Researchers from Columbia University and the University of Rochester have determined that statin-associated muscle symptoms (SAMS)—which encompass pain and fatigue—are linked to an unsettling rise in calcium within the muscle cells. This excess calcium can cause tissue damage and even lead to severe health issues.
Statins function by inhibiting an enzyme necessary for cholesterol production in the liver. Consequently, levels of ‘bad’ LDL cholesterol are lowered in the bloodstream, which helps stave off major cardiovascular diseases, including atherosclerosis—the accumulation of fatty plaque within blood vessels.
However, statins also influence ‘off-target’ proteins such as the ryanodine receptor 1 (RyR1). This particular protein acts as a gateway located in the sarcoplasmic reticulum surrounding muscle fibers.
Think of RyR1 like a club bouncer—it regulates calcium ion flow into the muscles, which is critical for muscle contraction.
In their studies, researchers looked at how statins interact with RyR1 through an imaging technique known as cryo-electron microscopy. This method involves freezing biological samples very quickly and then examining them with electron beams. The patterns created by bouncing electrons allow for detailed 3D representations of structures like proteins.
It appears that cholesterol-lowering drugs such as simvastatin may inadvertently keep these gates open, resulting in calcium leaking into muscle cells. This leakage can either harm the muscles directly or activate enzymes that lead to further muscle degradation.
This situation can lead to ongoing pain, muscle weakness, tenderness, and even cramping. Those with RyR1 mutations might face heightened issues, including episodes of malignant hyperthermia, which causes severe overheating due to medications, or diaphragm weakness that can affect lung function.
In rare instances, statin side effects can lead to rhabdomyolysis, a serious condition where muscle tissue tears and leaks into the bloodstream, potentially causing kidney failure.
There’s also a rare chance of developing autoimmune-mediated necrotizing myositis, where the immune system mistakenly attacks healthy muscle tissue.
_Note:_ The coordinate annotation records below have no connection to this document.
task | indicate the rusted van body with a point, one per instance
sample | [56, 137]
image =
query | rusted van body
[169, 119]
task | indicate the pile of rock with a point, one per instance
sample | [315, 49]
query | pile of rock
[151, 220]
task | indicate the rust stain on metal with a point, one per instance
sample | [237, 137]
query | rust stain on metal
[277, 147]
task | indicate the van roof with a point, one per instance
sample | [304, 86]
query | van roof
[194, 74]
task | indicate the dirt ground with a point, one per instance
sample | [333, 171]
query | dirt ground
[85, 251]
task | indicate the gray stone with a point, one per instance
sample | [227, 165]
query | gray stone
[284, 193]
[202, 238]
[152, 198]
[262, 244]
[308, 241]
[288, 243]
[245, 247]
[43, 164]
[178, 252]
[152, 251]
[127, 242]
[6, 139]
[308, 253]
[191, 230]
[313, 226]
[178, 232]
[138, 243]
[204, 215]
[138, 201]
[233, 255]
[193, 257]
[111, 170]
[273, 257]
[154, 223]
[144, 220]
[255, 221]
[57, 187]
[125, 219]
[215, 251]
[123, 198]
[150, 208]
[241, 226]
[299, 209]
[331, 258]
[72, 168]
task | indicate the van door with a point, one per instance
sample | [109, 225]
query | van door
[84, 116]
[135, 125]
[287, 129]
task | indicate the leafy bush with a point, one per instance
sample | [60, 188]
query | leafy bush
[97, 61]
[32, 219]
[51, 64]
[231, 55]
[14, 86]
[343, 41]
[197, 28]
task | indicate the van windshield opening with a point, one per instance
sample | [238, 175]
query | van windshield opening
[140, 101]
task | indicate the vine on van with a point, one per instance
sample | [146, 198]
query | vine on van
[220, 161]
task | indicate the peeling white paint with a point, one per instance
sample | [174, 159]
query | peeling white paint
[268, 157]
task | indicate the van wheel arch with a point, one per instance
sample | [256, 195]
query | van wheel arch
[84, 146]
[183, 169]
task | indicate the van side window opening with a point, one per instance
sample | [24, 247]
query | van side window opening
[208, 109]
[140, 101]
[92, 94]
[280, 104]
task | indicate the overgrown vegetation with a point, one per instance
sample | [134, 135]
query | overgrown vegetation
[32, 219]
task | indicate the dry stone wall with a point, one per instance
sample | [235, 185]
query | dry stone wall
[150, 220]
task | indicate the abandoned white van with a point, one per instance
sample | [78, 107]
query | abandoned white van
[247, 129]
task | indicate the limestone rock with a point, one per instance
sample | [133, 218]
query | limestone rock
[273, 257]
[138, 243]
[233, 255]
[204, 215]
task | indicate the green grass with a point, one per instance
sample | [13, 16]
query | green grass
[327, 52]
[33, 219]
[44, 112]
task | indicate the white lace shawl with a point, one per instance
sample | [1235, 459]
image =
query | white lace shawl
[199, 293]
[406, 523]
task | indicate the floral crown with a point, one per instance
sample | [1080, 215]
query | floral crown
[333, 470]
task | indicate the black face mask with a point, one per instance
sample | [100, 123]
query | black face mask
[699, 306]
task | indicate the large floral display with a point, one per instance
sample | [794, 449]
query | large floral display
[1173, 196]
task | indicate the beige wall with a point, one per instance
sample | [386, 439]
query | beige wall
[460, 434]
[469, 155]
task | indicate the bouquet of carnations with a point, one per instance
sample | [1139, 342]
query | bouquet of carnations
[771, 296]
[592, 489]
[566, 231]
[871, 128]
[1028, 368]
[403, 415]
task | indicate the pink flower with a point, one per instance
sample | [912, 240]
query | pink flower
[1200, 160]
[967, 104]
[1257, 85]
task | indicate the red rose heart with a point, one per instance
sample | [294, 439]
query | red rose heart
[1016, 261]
While the calcium gate theory may not explain all cases of SAMS, understanding this mechanism could help pinpoint individuals at higher risk for statin intolerance. Approximately 40 million adults in the U.S. use statins, and around 10 percent of those experience SAMS.
Lead author Andrew Marks, a cardiologist at Columbia University, noted, “I’ve seen patients refuse statins because of side effects. It’s the most common reason patients stop taking them, and it’s a significant issue that needs addressing.”
To address these concerns, researchers propose two promising strategies. One involves redesigning statins so they don’t bind to RyR1 while still effectively lowering cholesterol. Another approach was successful in treating statin-intolerant mice with Rycal, a novel drug that managed to close the leaky RyR1 gates and mitigate muscle weakness caused by simvastatin.
This study is detailed in the Journal of Clinical Investigation.